An exploit will commonly inject a shellcode into the target process before or at the same time as it exploits a vulnerability to gain control over the program counter. Once the program counter is adjusted to point to the shellcode, the shellcode gets executed and performs its task.
A famous one of this kind of exploits is EternalBlue. Many people may still feel chilly when hearing EternalBlue, as it is the very exploit to be used in WannaCry, a ransomware impacting 200,000 computers across 150 countries in 2017.
EternalBlue exploits a vulnerability in Microsoft’s implementation of the Server Message Block (SMB) protocol, as known as MS17-010. The Windows SMBv1 implementation is vulnerable to buffer overflow in Large Non-Paged kernel Pool memory through the processing of File Extended Attributes (FEAs) in the kernel function, srv!SrvOs2FeaListToNt.The EternalBlue has been used not only in WannaCry ransomware, but also in EternalRocks, a Server Message Block (SMB) worm , and Adylkuzz, cryptocurrency mining malware in 2017.
Here is the example how we exploit MS17-010 in RidgeBot. With this built-in exploit, RidgeBot customers can test whether their system is immune to WannaCry kind of events.
The mechanism of the EternalBlue exploitation:
The function srv!SrvOs2FeaListToNt will call srv!SrvOs2FeaListSizeToNt to calculate the received FEA LIST size before converting it to NTFEA (Windows NT FEA) list. The following sequence of operations happens:
srv!SrvOs2FeaListSizeToNt will calculate the FEA List size and update the received FEA List size
The resulting FEA size is greater than the original value because a wrong WORD cast.

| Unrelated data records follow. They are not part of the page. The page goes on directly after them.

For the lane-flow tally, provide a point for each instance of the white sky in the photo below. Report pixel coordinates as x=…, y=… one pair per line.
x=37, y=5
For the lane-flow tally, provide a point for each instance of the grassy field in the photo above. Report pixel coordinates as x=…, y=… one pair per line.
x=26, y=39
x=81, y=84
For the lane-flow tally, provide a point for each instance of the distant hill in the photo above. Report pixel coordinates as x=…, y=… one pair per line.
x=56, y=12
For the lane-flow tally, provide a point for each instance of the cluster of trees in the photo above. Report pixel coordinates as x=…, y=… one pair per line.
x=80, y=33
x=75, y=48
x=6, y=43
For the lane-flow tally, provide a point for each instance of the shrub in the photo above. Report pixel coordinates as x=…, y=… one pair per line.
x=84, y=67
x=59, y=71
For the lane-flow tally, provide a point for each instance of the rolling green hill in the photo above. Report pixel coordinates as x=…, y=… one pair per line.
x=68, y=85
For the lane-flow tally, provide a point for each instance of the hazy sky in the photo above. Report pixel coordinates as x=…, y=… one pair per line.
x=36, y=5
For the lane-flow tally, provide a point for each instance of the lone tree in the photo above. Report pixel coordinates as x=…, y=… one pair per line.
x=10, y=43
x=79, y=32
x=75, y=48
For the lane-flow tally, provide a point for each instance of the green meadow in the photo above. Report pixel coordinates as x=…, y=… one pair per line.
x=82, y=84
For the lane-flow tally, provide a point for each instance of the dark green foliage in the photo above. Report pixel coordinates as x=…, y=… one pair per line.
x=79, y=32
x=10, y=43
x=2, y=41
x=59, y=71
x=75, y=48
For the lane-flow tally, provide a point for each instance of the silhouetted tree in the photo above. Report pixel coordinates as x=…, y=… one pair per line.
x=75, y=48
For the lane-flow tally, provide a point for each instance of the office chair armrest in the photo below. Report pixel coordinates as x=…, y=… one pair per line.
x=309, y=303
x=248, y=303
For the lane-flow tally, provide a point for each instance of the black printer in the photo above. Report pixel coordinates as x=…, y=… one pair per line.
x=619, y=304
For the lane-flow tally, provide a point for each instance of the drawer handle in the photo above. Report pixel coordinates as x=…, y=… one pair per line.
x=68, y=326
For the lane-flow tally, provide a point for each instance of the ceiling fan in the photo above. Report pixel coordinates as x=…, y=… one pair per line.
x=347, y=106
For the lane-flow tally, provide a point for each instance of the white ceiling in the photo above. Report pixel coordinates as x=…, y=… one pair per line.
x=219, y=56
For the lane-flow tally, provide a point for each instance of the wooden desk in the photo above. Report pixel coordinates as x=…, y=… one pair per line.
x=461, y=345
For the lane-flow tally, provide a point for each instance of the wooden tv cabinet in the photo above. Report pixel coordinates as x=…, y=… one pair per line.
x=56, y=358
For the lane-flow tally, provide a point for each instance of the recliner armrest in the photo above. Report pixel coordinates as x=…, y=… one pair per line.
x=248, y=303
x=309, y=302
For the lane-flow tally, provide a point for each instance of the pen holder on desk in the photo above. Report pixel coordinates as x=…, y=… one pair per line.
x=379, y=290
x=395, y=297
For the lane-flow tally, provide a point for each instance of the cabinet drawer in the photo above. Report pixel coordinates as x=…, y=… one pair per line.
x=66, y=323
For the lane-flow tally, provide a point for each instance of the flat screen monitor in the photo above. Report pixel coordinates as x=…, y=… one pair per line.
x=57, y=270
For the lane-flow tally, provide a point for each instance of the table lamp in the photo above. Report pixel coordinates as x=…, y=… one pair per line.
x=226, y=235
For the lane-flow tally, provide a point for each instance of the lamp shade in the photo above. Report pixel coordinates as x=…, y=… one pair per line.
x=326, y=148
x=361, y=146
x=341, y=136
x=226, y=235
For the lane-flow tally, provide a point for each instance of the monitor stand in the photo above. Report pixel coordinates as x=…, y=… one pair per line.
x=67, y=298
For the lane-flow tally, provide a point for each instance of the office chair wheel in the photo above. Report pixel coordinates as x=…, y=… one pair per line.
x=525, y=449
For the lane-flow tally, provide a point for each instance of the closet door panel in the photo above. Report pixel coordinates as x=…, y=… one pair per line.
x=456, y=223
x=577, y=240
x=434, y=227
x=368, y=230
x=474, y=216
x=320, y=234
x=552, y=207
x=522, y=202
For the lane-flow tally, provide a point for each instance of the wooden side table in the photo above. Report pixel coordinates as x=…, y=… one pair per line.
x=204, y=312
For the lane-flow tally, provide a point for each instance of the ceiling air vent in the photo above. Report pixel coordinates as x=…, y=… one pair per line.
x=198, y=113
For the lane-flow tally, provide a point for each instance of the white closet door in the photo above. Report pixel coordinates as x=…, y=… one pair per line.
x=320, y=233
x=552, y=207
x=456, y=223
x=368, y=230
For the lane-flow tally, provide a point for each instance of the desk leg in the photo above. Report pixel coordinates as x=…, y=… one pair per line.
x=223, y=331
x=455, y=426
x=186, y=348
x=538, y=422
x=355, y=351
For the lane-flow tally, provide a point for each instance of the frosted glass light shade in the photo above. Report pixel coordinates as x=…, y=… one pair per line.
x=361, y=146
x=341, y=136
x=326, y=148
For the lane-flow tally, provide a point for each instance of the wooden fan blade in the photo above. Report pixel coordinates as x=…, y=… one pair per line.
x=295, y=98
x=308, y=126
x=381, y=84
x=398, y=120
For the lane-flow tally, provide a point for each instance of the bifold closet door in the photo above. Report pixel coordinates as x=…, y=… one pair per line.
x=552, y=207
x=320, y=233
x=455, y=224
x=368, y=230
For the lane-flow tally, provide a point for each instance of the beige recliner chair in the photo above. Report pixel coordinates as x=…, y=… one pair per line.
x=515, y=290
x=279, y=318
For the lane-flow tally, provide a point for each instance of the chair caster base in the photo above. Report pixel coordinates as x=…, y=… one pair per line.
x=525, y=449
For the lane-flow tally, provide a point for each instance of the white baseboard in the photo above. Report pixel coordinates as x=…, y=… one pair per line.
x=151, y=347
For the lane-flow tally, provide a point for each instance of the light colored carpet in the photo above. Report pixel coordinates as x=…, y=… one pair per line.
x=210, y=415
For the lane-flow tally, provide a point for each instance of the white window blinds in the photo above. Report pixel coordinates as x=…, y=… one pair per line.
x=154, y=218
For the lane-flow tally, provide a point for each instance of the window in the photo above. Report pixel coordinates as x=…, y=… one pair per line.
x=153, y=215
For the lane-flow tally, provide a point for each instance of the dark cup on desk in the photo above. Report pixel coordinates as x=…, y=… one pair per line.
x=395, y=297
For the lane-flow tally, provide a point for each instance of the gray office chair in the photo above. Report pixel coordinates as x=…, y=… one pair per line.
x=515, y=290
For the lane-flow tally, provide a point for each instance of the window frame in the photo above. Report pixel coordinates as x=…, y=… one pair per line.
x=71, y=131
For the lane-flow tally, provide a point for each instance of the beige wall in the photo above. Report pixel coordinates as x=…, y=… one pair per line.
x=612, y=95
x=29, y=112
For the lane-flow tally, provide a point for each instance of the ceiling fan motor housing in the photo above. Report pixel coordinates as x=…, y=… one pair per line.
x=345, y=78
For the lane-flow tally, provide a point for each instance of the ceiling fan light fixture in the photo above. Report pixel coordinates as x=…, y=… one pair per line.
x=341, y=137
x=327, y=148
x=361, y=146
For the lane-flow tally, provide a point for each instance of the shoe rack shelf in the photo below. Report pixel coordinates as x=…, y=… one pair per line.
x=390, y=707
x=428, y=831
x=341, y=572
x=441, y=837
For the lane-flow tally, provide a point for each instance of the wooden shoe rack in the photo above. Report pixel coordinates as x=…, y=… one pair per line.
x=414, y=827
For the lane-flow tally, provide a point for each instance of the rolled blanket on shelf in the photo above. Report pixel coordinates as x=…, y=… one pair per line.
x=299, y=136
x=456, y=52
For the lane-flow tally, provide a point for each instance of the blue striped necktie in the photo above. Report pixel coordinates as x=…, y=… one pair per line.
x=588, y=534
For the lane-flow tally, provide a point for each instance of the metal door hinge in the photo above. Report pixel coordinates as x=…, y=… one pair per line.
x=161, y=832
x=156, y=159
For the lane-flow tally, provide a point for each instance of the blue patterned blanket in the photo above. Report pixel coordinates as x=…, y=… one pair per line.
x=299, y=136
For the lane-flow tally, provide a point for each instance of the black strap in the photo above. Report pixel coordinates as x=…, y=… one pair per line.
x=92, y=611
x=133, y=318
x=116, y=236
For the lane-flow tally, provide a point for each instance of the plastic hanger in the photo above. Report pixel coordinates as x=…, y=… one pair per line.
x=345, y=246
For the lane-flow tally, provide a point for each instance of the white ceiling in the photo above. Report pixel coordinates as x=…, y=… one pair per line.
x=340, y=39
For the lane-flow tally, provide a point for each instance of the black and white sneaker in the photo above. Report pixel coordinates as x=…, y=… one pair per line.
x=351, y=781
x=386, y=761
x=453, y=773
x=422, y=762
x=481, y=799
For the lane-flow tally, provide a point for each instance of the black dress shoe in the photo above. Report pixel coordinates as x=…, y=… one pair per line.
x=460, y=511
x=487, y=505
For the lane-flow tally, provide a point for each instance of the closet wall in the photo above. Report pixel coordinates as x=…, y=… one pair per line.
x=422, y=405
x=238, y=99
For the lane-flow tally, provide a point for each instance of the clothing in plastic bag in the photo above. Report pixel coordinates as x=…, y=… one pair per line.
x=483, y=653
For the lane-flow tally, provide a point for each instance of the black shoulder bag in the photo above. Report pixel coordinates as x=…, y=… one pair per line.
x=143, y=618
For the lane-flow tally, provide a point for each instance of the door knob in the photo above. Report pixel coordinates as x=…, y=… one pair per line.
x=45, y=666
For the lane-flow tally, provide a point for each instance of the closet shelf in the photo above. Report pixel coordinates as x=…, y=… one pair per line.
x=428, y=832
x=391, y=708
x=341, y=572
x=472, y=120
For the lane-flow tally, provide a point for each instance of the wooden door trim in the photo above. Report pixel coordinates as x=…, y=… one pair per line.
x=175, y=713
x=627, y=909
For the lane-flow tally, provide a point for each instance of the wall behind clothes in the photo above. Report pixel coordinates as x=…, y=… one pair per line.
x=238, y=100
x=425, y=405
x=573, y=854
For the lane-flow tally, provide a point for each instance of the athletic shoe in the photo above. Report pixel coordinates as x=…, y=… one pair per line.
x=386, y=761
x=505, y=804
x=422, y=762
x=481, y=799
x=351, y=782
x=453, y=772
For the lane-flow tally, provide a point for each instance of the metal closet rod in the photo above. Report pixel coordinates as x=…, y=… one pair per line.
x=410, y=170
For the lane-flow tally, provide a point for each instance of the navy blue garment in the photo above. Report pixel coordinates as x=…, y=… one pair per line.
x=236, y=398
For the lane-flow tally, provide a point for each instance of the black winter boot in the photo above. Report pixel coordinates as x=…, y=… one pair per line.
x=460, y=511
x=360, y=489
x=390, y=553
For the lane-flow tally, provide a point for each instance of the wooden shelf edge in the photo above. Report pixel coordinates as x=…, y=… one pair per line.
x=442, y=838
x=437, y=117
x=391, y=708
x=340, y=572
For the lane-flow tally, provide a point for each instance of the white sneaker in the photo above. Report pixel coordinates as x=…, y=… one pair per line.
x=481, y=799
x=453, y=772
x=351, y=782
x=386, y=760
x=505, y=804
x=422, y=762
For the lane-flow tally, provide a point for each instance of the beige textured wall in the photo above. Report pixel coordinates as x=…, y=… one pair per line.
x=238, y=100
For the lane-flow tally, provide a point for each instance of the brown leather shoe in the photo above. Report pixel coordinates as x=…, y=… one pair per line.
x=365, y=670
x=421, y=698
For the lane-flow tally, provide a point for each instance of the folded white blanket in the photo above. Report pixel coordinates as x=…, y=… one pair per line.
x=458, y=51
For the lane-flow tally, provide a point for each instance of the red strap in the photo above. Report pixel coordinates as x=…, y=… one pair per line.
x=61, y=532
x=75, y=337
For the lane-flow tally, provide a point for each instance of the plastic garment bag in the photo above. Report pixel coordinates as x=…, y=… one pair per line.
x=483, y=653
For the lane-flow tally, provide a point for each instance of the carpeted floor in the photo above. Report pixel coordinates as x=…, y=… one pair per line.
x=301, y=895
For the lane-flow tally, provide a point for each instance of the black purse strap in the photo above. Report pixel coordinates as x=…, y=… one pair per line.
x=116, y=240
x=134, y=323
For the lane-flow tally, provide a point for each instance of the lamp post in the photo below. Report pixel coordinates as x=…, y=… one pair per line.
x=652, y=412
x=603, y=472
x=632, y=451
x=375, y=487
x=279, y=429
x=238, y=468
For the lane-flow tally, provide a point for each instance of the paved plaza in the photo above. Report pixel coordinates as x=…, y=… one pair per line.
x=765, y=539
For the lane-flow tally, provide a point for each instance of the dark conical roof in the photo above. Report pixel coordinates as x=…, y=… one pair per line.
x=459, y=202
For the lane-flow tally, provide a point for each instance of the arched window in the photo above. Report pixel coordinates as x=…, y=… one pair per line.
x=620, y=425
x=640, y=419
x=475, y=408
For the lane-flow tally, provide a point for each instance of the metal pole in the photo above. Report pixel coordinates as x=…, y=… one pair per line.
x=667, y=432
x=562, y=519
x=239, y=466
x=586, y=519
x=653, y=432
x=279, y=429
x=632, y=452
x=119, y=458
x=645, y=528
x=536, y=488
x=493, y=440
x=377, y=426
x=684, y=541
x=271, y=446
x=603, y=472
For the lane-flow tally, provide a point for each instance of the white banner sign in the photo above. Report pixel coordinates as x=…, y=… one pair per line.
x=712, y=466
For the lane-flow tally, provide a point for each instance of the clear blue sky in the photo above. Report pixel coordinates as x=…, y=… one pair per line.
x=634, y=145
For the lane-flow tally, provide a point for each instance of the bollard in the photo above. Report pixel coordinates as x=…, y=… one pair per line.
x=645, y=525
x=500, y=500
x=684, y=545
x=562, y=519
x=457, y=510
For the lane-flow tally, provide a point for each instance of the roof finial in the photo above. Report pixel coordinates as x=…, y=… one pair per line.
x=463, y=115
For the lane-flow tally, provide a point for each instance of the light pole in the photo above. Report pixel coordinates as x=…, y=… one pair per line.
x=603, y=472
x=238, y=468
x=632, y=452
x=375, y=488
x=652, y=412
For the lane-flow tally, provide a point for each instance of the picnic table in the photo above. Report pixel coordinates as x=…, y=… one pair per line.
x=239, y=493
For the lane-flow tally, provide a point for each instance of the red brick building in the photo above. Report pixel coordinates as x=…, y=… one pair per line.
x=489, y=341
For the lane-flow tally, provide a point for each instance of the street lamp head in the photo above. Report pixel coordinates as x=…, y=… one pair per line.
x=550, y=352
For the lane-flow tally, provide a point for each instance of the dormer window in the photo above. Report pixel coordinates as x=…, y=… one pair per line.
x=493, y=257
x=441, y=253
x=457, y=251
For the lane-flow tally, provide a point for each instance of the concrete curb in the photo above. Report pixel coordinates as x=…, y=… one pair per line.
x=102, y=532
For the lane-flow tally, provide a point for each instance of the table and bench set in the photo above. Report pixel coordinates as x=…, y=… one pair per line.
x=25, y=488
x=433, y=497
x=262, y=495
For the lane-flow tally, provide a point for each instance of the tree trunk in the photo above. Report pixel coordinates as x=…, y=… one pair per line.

When the FEA List is iterated to be converted to NTFEA LIST, there will be an overflow in the non-page pool because the original total size of list is miscalculated
Shell code Implemetation:
7 steps shellcode used here to finally achieve the RCE:
- Hook sysenter entry function kifastercallentry:
Sysenter uses three MSR (Model Specific Register) registers to specify the jump target address and stack location. The operating system sets these three registers through the rdmsr / wrmsr privileged instruction in kernel mode, which of course must be completed during system initialization (before the first system call occurs). If we read the address of the kifastercallentry function through the rdmsr instruction, and replace the kifastcallentry function address with the shellcode address, then we successfully hiject the system.
- Find ntkrpamp.exe module start address
With above asm code execution, we can see when the address of the KiFastCallentry function is 805416e0, and the ntkrpamp.exe module is located at [804d7000, 806e5000].
- According to the address of ntkrpamp.exe module, dynamically calculate the addresses of some key functions.
- Obtain the eprocess object of the lsass.exe process
- Obtain the thread chain for eprocess object
- Try to inject APC call into thread chain of eprocess
When successfully performed KinsertQueue function injection, UserApcPending flag would be set as 1.
- When thread in alterable state, the injected APC call would be executed.